I’ve set up a Snowplow 1 hour batch instance and everything seems to work. I can get page views events with my clojure collector, i can shred an store them in a Redshift cluster.
However In this 2 days I’m noticing a constant increase of time in my EMR jobs. In a batch structure it obviously becomes a problem. I allocated a couple of m1.large instances but I can’t believe to need more computation resources to process “only” 3M events (265K peak/hour).
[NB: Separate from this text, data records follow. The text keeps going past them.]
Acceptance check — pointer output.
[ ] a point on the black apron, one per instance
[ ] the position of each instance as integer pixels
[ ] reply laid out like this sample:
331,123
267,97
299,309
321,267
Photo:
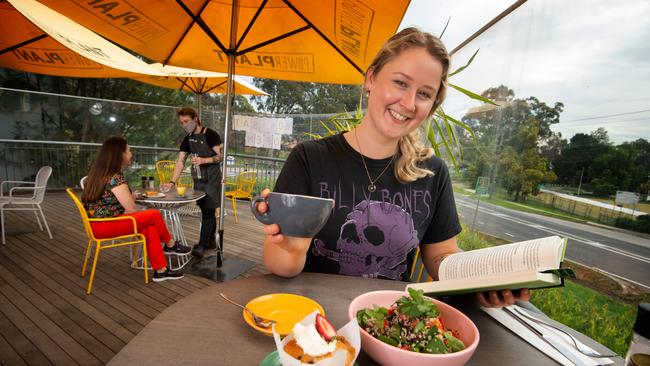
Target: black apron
210,181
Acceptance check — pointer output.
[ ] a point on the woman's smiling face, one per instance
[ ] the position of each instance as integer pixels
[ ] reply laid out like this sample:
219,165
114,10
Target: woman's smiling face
403,92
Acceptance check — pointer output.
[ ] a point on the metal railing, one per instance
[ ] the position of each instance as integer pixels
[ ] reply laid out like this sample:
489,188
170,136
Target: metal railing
21,159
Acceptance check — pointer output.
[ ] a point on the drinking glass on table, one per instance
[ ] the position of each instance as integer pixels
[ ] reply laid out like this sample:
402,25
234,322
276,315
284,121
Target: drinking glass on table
197,167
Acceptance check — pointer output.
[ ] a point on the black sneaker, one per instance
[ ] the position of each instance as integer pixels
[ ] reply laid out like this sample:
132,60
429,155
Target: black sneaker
198,251
177,249
167,275
212,245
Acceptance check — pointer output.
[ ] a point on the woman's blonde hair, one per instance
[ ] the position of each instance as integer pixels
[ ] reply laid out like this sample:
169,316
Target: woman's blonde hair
411,150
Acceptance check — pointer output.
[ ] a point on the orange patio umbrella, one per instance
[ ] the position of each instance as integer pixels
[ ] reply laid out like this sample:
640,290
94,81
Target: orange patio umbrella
325,41
26,47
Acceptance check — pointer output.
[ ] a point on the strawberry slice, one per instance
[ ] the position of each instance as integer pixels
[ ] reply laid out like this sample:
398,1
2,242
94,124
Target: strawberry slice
325,328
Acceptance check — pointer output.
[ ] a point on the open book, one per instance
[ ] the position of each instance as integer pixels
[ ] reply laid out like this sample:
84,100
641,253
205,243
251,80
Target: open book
527,264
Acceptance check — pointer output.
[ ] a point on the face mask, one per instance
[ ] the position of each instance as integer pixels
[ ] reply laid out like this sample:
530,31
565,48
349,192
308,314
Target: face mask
189,127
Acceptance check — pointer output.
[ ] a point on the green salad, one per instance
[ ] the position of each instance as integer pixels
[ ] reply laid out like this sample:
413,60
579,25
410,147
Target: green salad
412,323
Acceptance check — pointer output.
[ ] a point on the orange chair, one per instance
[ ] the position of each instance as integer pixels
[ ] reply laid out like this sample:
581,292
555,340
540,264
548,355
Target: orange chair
118,241
244,184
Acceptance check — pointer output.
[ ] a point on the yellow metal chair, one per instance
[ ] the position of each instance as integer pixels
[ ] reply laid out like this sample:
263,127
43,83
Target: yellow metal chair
130,239
243,185
165,169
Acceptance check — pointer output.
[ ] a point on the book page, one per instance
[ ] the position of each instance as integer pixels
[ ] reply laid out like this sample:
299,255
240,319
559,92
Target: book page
532,255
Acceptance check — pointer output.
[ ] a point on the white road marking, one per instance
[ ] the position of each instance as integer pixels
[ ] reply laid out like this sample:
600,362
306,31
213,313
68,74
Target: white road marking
567,235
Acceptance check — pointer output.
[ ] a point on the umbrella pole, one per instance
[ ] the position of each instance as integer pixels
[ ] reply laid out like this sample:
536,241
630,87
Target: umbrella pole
198,104
229,102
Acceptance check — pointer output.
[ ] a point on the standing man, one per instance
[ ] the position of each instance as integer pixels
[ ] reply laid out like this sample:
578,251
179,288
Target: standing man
205,147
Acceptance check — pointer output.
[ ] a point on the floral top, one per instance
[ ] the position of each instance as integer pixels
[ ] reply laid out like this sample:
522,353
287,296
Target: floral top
107,205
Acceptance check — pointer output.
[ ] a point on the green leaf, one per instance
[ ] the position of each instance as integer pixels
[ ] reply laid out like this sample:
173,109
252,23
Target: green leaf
472,94
443,140
388,340
436,345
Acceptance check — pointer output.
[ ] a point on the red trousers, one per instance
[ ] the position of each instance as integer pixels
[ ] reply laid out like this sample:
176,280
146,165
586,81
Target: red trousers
150,224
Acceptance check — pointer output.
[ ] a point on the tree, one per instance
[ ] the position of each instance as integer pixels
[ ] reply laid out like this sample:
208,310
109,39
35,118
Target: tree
577,157
498,131
523,168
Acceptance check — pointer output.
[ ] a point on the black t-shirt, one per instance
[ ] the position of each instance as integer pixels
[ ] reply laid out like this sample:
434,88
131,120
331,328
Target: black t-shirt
369,234
211,137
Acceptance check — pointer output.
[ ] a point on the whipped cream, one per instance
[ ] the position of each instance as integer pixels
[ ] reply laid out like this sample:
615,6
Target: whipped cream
311,342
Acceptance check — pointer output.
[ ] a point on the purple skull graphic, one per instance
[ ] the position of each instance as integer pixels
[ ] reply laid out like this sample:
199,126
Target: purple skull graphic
374,241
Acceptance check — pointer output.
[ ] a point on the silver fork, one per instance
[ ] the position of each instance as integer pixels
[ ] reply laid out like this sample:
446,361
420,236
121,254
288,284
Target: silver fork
261,322
578,345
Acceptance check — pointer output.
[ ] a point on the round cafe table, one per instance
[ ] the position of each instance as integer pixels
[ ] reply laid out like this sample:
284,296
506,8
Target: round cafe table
203,329
168,204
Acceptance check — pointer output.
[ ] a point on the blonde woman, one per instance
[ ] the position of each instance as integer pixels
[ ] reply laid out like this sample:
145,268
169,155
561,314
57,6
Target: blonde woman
391,193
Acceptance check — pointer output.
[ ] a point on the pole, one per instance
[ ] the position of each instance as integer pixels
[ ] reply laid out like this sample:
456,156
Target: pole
478,200
580,184
229,101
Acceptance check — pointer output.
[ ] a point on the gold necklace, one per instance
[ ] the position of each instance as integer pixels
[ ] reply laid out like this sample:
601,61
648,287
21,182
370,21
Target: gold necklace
371,187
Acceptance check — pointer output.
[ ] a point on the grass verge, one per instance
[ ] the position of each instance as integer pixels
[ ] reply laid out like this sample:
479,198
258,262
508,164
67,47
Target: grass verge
593,304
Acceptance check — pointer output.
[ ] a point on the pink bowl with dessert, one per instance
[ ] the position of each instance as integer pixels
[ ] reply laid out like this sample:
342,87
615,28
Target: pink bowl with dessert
455,322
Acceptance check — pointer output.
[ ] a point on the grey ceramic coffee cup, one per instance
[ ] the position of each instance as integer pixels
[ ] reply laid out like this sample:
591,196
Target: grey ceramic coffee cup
297,215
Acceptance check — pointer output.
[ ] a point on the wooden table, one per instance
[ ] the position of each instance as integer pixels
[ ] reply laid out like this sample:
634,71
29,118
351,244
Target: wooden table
203,329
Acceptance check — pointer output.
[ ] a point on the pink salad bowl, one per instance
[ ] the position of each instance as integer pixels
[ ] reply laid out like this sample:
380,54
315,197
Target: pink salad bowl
388,355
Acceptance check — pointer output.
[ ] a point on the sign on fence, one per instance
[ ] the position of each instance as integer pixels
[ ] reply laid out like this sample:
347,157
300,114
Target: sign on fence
627,198
482,185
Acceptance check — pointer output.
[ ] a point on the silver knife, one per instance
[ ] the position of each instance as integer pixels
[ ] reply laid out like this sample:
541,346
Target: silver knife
558,345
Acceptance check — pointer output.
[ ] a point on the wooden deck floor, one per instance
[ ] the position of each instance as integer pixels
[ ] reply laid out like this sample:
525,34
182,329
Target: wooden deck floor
46,318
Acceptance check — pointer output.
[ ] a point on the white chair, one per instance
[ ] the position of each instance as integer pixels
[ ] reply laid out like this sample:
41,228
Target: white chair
25,202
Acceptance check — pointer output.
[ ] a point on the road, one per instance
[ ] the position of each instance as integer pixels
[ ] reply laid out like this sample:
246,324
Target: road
617,253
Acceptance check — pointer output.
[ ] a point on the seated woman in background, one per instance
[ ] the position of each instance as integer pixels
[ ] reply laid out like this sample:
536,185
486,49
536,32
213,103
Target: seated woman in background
107,194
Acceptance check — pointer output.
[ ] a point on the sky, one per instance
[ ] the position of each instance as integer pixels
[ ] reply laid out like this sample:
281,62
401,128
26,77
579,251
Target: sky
591,55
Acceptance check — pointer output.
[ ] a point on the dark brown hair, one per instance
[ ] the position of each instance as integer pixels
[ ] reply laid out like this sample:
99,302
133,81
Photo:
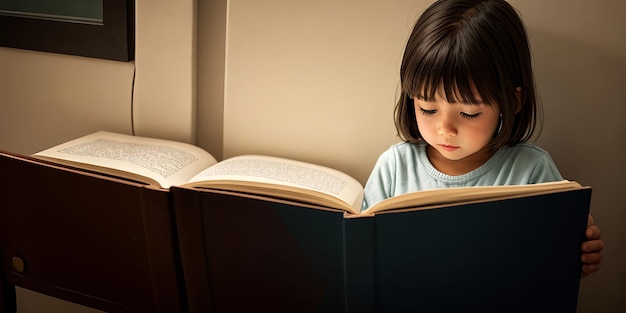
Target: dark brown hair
468,47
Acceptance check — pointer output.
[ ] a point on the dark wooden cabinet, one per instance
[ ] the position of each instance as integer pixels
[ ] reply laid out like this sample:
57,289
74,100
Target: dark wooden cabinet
94,240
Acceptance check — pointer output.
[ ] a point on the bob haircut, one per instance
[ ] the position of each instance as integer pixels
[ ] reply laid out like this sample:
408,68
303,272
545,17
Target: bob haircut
461,49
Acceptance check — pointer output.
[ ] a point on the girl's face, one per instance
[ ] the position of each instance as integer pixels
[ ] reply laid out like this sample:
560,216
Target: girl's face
456,132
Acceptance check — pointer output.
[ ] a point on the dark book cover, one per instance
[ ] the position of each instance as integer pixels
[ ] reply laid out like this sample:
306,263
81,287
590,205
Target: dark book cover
91,239
261,254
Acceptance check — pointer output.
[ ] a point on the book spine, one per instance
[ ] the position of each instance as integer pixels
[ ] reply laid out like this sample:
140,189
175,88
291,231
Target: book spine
189,225
359,236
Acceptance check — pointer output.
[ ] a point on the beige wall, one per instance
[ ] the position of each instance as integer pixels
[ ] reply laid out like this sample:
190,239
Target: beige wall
317,80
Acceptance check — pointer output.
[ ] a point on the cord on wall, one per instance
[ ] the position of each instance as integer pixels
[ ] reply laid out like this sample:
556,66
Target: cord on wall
132,102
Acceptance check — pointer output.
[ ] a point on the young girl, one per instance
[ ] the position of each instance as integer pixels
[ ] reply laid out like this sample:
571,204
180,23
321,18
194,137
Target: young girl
467,109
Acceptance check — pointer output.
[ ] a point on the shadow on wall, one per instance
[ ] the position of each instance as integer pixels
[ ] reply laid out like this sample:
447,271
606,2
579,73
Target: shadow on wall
582,91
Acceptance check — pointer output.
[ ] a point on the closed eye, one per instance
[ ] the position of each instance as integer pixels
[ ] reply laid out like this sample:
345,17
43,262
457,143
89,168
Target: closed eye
427,112
470,116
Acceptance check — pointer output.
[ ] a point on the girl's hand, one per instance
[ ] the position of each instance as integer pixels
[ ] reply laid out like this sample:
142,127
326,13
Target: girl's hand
591,249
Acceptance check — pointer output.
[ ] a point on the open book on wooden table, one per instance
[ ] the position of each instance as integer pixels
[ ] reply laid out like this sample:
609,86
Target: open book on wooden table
166,163
288,235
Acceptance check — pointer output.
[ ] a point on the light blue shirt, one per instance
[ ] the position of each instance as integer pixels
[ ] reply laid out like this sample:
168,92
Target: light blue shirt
405,168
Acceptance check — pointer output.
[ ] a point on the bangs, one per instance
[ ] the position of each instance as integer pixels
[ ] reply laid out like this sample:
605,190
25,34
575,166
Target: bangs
449,69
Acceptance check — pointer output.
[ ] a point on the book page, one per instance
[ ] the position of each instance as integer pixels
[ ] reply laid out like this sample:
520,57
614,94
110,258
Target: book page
165,162
453,195
277,176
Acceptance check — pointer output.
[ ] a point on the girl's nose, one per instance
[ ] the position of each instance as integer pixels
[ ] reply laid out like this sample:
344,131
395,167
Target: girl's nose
446,127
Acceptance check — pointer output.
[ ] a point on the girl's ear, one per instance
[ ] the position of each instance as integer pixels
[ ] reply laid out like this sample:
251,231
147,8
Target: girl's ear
518,97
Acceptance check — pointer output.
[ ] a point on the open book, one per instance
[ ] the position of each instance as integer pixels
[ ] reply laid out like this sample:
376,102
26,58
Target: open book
165,163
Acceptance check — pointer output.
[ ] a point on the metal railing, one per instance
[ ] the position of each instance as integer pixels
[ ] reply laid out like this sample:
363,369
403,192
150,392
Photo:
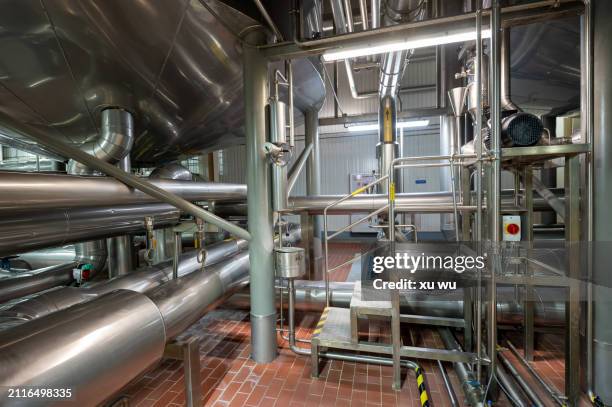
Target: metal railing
328,237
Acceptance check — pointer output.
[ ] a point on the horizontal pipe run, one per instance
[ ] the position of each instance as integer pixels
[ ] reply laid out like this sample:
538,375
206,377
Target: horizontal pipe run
94,349
11,128
28,191
30,283
97,347
310,296
140,281
23,232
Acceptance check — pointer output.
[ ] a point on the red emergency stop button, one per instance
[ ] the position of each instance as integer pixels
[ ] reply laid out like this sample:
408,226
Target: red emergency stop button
512,229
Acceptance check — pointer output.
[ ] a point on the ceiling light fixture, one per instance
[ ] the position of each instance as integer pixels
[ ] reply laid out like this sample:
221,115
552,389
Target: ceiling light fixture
445,38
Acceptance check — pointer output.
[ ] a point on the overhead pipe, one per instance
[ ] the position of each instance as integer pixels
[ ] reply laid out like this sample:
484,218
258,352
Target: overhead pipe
10,127
24,232
27,283
28,191
310,297
50,351
142,281
420,202
344,24
296,170
172,171
113,143
94,348
506,88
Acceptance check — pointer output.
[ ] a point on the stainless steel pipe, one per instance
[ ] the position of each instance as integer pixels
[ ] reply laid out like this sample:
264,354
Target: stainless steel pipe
182,302
93,349
30,283
140,281
28,191
11,128
23,232
97,347
310,296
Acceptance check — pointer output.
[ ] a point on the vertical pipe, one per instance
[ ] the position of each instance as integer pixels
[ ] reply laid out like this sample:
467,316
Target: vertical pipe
375,14
120,247
587,126
495,228
263,307
478,181
313,186
363,10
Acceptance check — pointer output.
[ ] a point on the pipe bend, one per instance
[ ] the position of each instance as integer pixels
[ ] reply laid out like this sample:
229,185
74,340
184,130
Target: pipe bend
113,143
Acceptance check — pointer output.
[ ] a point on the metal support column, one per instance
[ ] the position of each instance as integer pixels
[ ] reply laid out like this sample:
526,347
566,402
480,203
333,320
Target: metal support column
313,187
602,194
572,307
528,306
263,307
495,192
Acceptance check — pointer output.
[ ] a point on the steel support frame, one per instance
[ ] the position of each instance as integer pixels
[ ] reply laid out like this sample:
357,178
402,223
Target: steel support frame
573,308
529,293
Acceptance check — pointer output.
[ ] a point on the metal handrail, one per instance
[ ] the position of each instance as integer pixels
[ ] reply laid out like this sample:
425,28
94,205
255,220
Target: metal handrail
328,237
396,164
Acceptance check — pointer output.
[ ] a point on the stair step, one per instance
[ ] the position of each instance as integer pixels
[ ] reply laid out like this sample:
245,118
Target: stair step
363,307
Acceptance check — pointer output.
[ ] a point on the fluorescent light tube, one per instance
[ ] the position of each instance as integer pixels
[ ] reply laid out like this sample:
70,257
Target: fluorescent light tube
446,38
400,125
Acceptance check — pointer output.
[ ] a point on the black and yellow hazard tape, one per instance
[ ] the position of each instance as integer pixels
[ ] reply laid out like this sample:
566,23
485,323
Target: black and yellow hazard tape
421,385
321,322
596,400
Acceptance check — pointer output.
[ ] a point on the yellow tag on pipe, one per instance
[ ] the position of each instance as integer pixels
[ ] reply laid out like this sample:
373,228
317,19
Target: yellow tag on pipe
388,126
358,191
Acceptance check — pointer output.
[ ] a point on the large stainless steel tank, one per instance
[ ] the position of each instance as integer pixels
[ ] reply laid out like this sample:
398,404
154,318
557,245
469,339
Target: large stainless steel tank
175,64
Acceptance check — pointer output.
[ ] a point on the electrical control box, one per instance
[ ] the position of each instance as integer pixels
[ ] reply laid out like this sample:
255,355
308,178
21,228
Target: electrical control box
511,228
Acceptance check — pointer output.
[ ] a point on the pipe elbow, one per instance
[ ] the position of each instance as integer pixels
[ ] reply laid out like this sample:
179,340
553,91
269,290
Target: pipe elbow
112,145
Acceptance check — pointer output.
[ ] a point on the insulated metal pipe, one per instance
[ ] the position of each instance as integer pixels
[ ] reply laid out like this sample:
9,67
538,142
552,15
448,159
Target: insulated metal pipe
141,281
97,347
113,143
9,127
310,296
602,194
182,302
29,191
24,232
525,386
94,349
472,389
263,310
30,283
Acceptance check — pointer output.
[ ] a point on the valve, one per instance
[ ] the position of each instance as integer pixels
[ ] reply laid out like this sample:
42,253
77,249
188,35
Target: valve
82,273
278,153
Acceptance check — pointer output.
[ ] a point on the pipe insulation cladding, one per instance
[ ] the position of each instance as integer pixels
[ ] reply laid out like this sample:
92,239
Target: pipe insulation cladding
27,191
97,347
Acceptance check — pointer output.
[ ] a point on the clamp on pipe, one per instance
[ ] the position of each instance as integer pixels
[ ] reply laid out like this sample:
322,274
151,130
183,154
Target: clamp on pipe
151,241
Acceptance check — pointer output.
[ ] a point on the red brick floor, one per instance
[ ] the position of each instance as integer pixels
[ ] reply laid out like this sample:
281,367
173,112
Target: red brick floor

The only enrichment I’ve set up is geo-ip localization.
emr:
ami_version: 4.5.0 # Don’t change this
region: eu-west-1 # Always set this
jobflow_role: EMR_EC2_DefaultRole # Created using aws emr create-default-roles
service_role: EMR_DefaultRole # Created using aws emr create-default-roles
placement: # Set this if not running in VPC. Leave blank otherwise
ec2_subnet_id: # Set this if running in VPC. Leave blank otherwise
ec2_key_name: tag
bootstrap: # Set this to specify custom boostrap actions. Leave empty otherwise
software:
hbase: # Optional. To launch on cluster, provide version, “0.92.0”, keep quotes. Leave empty otherwise.
lingual: # Optional. To launch on cluster, provide version, “1.1”, keep quotes. Leave empty otherwise.
# Adjust your Hadoop cluster below
jobflow:
master_instance_type: m1.large
core_instance_count: 2
core_instance_type: m1.large
task_instance_count: 0 # Increase to use spot instances
task_instance_type: m1.large
task_instance_bid: 0.015 # In USD. Adjust bid, or leave blank for non-spot-priced (i.e. on-demand) task instances
bootstrap_failure_tries: 3 # Number of times to attempt the job in the event of bootstrap failures
additional_info: # Optional JSON string for selecting additional features
executions
Number of events
733492
806176
957370
988477
1124883
Last 5 iterations accidentally manage an increasing number of events, however 2 days ago I got a much irregular series such as:
651477
1503891
1752706
36852
271039
This data are only page views events enriched with the only ip_lookup.json
Hi,
after few days I’m still encountering the problem.
I’ve noticed that on failing I can find already processed data in processing folder, it seems to re-process each event from the dawn of the instance. I can’t remember to have ever set such configuration.
Have you ever encountered this (probably) misconfiguration?
Hi @Federico1, I’m wondering if you are falling foul of this:
Important 2: do not put your raw:processing inside your raw:in bucket, or your enriched:good inside your raw:processing, or you will create circular references which EmrEtlRunner cannot resolve when moving files.